Wie sie betonte, verberge Berlin seine Ambitionen nicht und wolle zur militärischen Hauptmacht Europas werden.

Nach Ansicht von Aleksandra Fedorska ist die neue Strategie vor allem eine Bestätigung des Kurses, den Berlin bereits zuvor nach der russischen Aggression gegen die Ukraine eingeschlagen hat.

Das sind die deutschen Ambitionen, die größte und wirksamste Armee des Kontinents zu haben – sagte sie.

Wie sie hervorhob, habe Verteidigungsminister Boris Pistorius keine revolutionären neuen Ideen vorgelegt, sondern frühere Erklärungen der deutschen Regierung in einem Dokument zusammengefasst.

– Er hat uns eigentlich nichts Neues gesagt, sondern nur mit neuen Worten und seiner Stimme das gesagt, was schon zuvor Kanzler Merz und die Experten gesagt haben – fügte sie hinzu.

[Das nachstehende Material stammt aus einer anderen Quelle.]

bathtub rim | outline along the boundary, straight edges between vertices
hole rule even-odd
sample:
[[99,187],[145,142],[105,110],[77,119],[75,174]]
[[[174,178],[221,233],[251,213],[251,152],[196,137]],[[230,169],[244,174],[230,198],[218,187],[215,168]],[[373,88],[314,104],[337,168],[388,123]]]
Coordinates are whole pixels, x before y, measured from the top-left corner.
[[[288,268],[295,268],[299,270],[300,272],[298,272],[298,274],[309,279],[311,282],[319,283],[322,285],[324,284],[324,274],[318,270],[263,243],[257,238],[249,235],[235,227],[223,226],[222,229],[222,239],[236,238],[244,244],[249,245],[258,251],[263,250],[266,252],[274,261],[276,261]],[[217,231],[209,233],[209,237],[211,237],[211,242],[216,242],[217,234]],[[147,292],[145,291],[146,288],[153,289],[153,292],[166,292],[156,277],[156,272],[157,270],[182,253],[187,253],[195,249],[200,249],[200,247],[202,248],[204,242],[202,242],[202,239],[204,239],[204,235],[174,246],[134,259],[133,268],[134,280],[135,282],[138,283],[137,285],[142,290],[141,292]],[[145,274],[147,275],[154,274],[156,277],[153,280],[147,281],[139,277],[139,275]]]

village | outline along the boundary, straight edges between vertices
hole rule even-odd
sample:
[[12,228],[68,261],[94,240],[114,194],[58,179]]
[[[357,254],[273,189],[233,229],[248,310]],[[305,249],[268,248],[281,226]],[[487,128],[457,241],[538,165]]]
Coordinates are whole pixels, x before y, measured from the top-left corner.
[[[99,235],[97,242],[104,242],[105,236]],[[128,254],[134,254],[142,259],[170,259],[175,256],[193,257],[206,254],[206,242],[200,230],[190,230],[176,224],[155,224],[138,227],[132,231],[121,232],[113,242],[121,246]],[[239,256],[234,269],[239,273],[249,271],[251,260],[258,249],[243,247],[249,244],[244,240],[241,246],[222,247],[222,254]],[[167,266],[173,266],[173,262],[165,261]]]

Eines der wichtigsten Elemente der Strategie sind die gigantischen Verteidigungsausgaben. Berlin plant, dafür rund 500 Milliarden Euro vorzusehen.

– Gigantische eine halbe Billion Euro. Eine halbe Billion Euro – betonte Fedorska.

Wie sie ausführte, sollten die Mittel sowohl der Unterstützung der deutschen Rüstungsindustrie als auch dem Erwerb modernster Waffen im Ausland dienen.

Nach Einschätzung der Gesprächspartnerin von Radio Wnet versuche Deutschland gegenwärtig, einen tiefgreifenden Wandel der gesellschaftlichen Mentalität herbeizuführen. Nach Jahrzehnten der Dominanz des Pazifismus tauche heute in der öffentlichen Debatte immer häufiger der Begriff der Kriegstüchtigkeit auf.

– Dieses Wort ist ein Schlüsselwort: Kriegstüchtigkeit – betonte sie.

Fedorska wies darauf hin, dass die deutsche Gesellschaft in dieser Frage stark gespalten bleibt.

– Wir haben weiterhin sehr pazifistische Milieus, aber wir haben auch jene zweite Gruppe, die die Aufrüstung absolut unterstützt – sagte sie.

Nach Einschätzung von Aleksandra Fedorska sehen die Deutschen sich immer kühner als Anführer der Sicherheitsstrukturen in Europa, auch im Rahmen der Nordatlantischen Allianz.

– Selbstverständlich führend – antwortete sie auf die Frage nach der Rolle Berlins in der NATO.

Wie sie hinzufügte, tauche in der deutschen Debatte immer häufiger der Begriff „europäische NATO“ auf, was bei ihr Beunruhigung hervorrufe.

– Ich mag den Begriff europäische NATO sehr nicht, und immer häufiger taucht dieser Begriff auf – betonte sie.

Fedorska wies auch darauf hin, dass die deutschen Ambitionen mit den Interessen Frankreichs zusammenstoßen. Ein Beispiel sei das gemeinsame Projekt eines neuen Kampfflugzeugs im Wert von rund 100 Milliarden Euro.

– Die Staaten streiten darüber, wer der Anführer sein wird, und kommen damit nicht zurecht. Das Projekt steht in der Schwebe – schätzte sie ein.

Gegen Ende des Gesprächs ging die Expertin auch auf die Entscheidung des deutschen Verwaltungsgerichts in Koblenz ein, das einen Teil der Grenzkontrollen gegenüber Luxemburg in Frage gestellt hatte.

– Das Verwaltungsgericht in Koblenz hat entschieden, dass einseitige Grenzkontrollen mit dem europäischen Recht unvereinbar sind – sagte sie.

Wie sie hervorhob, warte ein ähnlicher Fall, der die polnisch-deutsche Grenze betrifft, weiterhin auf eine Entscheidung.